Fri 14 Nov 2008
On target
There were always a few cynics, me included, who believed that the government’s 2016 target for ‘carbon neutral’ new homes was a joke. This had nothing to do with me being in denial about climate change. It was all about facing up to political and industrial realities.Unfortunately, when the market was bowling along nicely and we were all making money, it was very easy to act piously green and swallow stupid government targets, even when they were transparently ill-conceived and impossible to meet.
Now, though, everything has changed. The recession is bleeding the industry white, and every issue is now life-or-death, including the green targets. It is being said openly – and truthfully – that economic circumstances have transcended the woolly-minded wish-list that is the 2016 green agenda. Survival is the name of the game. If we eventually get through this crisis, there will not be the industrial capacity or management will to embrace building and production methods that were, in reality, probably never going to help save polar bears nor stop the arctic turning into a branch of Cornwall.
When I voiced this opinion a couple of years back, I was immediately accused of that most heinous of thought crimes: denying climate change. As it happens, I have always been strongly convinced that the planet’s climate is changing and that we, the human race, need to modify our behaviour in order to adapt to it and, where possible, limit the damage. But, as with matters of race and religion, speaking one’s own mind rapidly became socially and politically unacceptable. We were not allowed to discuss climate change in the context of the planet’s known historical life-cycle. Oh, no. We all had to adopt every barmy, Earth-saving panic measure on offer or face accusations of wanting to murder our own grandchildren. It was in this febrile atmosphere that the 2016 targets were set. And since they were set, they have been leading us all down a course of largely pointless and very expensive change. Well, now reality has bitten.
I am honestly not just another grumpy old man who thinks it’s all a conspiracy got up by tree-huggers. In May 2005, I had the great privilege of launching onto an unsuspecting world the Barratt EcoSmart Village in Lancashire – the first serious attempt by a major developer to build and evaluate homes featuring just about every green measure then available. It cost millions to do and, with the help of the University of Manchester, operated as a truly independent test-bed. We were able to see what worked, what didn’t and, of equal importance, what people were prepared to pay for. It was while steeped for months in this huge project that I realised certain technologies – like solar arrays – have the potential to work very well for the planet, while others, like wind turbines, will never even recover their own carbon footprint.
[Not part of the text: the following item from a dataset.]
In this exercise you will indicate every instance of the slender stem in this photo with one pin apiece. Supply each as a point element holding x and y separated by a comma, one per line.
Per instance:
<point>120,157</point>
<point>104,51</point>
This was a unique insight – an insight that the rest of the industry and most of the public seemed to be missing. They were too busy buying every crackpot idea, every pointless, destructive measure, every hair-shirted prophecy of doom that Greenpeace and most of the other blindly-panicking eco-nutters cared to insist was vital for our survival. This is why, for example, we’ll probably be spending billions to rid our crowded island of a forest of rusting, useless windfarms in about 25 years time. (By then, of course, the windfarm promoters will have copped all the subsidies and premiums and done a runner – unless, of course, the reality that is biting us bites them too.)
It is no co-incidence that Barratt, the company which gave us the EcoSmart Village, is the first UK housebuilder to create a home reaching Code for Sustainable Homes Level 6. Having been EcoSmart in Lancashire and got the tee-shirt, they saw exactly how much work was going to be involved in getting anywhere near those 2016 targets. I fervently hope their reward will be healthy, premium sales to customers eager to buy into sustainability.
For those of us with a much bigger mountain to climb, I hope the economic crisis continues to push 2016 down the agenda and that the government and the eco-warriors make use of the delay to recognise that what our planet really needs is far-reaching energy solutions that will protect and preserve it for future generations; that it requires political action on a global scale to control world population, to urgently reduce industrial emissions from industrial and emerging nations, to prevent the continuing rape of the rainforests and to educate all of us out of the dreadfully wasteful existences most of us lead.
What the planet doesn’t need is half-baked environmental policy like the 2016 targets.